Analytical confidence intervals for the number of different objects in data streams

TL;DR

This paper introduces a rigorous mathematical approach to derive confidence intervals for the number of distinct objects in data streams using Flajolet-Martin algorithms, connecting statistical analysis with special functions and extreme value theory.

Contribution

It provides the first analytical confidence intervals for F0 in data streams, based on Chernoff bounds, with deep connections to special functions and extreme value theory.

Findings

Analytical confidence intervals for F0 derived using Chernoff bounds.

Connections established between statistical analysis, special functions, and extreme value theory.

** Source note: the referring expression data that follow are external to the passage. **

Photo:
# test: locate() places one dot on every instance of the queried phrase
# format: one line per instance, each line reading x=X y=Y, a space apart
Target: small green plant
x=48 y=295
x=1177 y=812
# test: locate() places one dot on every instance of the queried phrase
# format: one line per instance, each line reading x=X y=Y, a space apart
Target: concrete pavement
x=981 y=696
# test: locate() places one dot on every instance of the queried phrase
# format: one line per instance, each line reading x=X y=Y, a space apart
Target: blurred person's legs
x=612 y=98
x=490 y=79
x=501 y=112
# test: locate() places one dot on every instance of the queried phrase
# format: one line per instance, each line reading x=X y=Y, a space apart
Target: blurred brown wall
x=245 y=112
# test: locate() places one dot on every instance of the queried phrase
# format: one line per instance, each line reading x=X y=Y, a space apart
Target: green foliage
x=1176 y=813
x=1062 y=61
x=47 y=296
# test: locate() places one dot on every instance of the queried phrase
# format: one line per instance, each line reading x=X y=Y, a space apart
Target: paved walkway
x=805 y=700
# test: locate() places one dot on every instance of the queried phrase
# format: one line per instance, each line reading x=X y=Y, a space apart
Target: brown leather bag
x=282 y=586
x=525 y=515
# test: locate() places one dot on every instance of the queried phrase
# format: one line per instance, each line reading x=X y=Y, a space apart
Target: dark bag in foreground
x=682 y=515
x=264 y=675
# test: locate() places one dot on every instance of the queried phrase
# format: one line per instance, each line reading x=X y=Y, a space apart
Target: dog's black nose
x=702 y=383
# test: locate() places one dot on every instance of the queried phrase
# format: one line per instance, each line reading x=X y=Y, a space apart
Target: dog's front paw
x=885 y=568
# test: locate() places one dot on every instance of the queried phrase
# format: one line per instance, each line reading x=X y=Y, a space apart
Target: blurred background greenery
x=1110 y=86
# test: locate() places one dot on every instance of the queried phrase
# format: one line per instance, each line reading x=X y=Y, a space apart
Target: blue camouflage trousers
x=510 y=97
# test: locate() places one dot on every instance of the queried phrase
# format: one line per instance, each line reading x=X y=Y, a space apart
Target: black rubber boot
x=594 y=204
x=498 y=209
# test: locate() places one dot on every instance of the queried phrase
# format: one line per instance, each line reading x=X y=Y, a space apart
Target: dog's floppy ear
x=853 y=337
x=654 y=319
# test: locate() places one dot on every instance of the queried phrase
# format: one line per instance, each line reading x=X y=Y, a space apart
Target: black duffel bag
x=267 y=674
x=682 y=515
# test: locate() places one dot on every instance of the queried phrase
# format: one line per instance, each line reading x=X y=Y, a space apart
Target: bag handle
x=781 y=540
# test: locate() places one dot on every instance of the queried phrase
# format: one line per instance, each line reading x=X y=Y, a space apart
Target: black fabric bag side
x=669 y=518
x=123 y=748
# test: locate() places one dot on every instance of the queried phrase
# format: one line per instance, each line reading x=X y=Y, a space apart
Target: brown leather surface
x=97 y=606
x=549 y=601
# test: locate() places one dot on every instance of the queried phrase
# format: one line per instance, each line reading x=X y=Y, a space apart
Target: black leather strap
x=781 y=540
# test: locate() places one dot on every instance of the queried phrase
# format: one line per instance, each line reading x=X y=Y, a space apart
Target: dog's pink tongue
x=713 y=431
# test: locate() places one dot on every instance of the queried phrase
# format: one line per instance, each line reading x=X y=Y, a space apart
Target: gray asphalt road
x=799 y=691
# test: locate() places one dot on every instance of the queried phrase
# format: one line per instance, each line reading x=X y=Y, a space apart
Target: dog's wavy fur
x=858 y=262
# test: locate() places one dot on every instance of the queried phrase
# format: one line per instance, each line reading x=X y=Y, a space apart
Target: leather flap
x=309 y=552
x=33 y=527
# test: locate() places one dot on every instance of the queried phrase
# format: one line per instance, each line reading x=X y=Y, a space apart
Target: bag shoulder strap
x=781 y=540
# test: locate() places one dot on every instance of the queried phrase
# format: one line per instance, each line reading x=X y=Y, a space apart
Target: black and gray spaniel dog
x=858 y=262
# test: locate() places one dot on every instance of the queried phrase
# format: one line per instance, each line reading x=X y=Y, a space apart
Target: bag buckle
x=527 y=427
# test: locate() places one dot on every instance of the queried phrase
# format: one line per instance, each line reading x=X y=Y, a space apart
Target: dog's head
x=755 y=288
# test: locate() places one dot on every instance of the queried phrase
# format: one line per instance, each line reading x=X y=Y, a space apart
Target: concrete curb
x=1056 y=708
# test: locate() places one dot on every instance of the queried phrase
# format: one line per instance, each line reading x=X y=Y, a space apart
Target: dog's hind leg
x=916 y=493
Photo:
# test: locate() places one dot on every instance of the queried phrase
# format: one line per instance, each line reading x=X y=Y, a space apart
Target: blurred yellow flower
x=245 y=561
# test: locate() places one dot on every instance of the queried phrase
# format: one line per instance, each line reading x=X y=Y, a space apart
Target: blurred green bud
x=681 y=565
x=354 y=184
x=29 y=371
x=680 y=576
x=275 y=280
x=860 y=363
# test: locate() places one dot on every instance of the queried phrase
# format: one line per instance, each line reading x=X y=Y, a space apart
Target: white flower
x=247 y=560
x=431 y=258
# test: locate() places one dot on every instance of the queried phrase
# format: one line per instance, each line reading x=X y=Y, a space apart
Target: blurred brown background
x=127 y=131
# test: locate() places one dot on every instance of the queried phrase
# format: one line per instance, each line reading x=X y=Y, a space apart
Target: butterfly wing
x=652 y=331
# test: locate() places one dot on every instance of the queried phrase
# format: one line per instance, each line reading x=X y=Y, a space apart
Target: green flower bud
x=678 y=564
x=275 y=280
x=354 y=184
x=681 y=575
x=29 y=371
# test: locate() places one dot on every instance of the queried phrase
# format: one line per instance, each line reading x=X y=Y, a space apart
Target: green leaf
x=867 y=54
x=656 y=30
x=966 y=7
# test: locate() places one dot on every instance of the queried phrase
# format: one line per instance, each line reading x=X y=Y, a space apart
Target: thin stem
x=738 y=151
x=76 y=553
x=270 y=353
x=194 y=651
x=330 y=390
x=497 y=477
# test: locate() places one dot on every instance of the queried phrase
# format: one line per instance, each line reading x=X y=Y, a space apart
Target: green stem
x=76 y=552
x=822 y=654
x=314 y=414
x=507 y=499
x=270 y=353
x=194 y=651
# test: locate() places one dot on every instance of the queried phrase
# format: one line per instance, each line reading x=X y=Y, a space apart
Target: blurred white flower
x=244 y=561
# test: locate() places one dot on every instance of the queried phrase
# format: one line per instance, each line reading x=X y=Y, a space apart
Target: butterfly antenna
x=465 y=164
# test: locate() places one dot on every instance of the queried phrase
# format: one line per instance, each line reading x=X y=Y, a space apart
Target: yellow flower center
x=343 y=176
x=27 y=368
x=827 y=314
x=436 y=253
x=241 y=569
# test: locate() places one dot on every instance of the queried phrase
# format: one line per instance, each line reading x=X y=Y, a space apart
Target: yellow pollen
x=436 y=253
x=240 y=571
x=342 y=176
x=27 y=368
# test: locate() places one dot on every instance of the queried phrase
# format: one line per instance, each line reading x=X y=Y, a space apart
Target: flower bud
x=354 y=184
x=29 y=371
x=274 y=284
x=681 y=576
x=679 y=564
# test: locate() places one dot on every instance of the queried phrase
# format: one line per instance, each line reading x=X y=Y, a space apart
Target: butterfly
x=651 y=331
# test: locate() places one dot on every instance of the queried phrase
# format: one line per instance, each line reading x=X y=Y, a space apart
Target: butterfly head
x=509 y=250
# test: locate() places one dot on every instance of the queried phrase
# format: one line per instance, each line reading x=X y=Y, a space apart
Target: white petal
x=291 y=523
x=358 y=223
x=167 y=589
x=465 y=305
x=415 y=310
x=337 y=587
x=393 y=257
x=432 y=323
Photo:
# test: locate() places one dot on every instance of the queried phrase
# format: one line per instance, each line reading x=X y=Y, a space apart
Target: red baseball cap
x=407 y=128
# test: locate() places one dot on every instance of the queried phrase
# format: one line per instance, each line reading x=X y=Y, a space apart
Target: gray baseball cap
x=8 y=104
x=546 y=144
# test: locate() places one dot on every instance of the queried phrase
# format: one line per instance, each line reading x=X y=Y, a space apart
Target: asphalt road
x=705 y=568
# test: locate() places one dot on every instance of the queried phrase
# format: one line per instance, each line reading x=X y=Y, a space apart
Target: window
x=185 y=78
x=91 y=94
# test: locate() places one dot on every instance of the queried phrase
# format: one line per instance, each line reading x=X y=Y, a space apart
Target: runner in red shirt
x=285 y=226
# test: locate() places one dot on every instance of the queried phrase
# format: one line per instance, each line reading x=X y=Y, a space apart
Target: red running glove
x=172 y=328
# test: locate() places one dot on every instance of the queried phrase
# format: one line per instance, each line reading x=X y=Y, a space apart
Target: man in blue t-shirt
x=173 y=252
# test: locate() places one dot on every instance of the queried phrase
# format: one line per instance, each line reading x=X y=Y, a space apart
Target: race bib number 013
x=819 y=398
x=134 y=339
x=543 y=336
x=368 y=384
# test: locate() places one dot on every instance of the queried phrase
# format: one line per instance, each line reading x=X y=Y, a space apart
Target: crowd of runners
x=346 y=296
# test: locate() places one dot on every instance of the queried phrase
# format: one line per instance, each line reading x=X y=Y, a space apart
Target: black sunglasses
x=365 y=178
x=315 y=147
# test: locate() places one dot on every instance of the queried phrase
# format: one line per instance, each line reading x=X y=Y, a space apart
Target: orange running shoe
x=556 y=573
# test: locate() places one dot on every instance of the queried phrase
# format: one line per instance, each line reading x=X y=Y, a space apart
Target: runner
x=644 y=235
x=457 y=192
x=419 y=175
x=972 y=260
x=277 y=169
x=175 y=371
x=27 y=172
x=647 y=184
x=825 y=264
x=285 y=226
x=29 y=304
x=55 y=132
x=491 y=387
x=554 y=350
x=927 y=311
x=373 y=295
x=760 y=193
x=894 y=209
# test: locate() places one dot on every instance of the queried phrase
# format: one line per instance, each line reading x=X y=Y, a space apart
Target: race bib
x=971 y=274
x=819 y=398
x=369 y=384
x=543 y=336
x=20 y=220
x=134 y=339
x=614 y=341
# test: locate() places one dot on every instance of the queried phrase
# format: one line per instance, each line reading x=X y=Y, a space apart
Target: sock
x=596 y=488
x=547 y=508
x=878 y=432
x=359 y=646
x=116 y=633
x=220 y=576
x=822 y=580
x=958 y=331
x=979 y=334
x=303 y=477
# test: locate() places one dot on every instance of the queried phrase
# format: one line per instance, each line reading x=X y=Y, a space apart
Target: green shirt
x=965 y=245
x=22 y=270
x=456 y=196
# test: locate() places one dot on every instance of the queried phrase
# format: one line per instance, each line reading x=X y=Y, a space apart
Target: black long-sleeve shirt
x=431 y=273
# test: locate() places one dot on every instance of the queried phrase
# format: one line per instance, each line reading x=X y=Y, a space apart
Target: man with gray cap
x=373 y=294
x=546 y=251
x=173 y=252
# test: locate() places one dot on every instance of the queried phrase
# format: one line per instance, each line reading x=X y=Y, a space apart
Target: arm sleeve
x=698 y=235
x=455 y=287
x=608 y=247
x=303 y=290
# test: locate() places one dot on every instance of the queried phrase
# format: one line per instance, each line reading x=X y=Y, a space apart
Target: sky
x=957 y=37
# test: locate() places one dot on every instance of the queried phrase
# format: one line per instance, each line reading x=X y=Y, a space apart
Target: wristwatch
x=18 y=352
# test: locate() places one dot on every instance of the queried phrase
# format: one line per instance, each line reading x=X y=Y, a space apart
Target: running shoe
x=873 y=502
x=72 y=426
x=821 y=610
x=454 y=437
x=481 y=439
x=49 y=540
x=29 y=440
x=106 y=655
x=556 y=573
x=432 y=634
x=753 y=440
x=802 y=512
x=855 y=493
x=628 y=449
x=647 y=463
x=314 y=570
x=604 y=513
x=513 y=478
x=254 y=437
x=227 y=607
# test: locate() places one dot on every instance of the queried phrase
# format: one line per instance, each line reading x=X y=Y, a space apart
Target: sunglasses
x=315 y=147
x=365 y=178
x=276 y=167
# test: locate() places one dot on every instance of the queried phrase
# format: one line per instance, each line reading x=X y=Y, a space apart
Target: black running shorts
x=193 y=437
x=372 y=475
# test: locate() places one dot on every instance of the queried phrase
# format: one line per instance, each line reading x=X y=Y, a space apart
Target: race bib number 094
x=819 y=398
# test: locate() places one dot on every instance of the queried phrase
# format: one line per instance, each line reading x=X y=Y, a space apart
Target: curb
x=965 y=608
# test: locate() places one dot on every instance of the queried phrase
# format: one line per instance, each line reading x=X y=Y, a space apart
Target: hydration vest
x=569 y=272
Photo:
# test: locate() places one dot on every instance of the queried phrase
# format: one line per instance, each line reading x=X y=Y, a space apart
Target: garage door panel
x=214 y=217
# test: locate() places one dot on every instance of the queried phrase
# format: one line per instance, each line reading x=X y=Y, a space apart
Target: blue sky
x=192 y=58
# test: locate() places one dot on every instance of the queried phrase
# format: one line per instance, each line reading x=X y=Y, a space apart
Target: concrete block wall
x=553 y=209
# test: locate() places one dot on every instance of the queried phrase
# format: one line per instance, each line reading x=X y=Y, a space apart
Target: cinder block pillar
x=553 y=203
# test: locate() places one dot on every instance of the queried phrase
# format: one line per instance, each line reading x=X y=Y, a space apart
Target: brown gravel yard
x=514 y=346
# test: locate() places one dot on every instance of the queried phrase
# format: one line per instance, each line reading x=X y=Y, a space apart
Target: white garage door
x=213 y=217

Validation through real data stream tests and Monte Carlo simulations.

Abstract

This paper develops a new mathematical-statistical approach to analyze a class of Flajolet-Martin algorithms (FMa), and provides analytical confidence intervals for the number F0 of distinct elements in a stream, based on Chernoff bounds. The class of FMa has reached a significant popularity in bigdata stream learning, and the attention of the literature has mainly been based on algorithmic aspects, basically complexity optimality, while the statistical analysis of these class of algorithms has been often faced heuristically. The analysis provided here shows deep connections with mathematical special functions and with extreme value theory. The latter connection may help in explaining heuristic considerations, while the first opens many numerical issues, faced at the end of the present paper. Finally, the algorithms are tested on an anonymized real data stream and MonteCarlo simulations are provided to support our analytical choice in this context.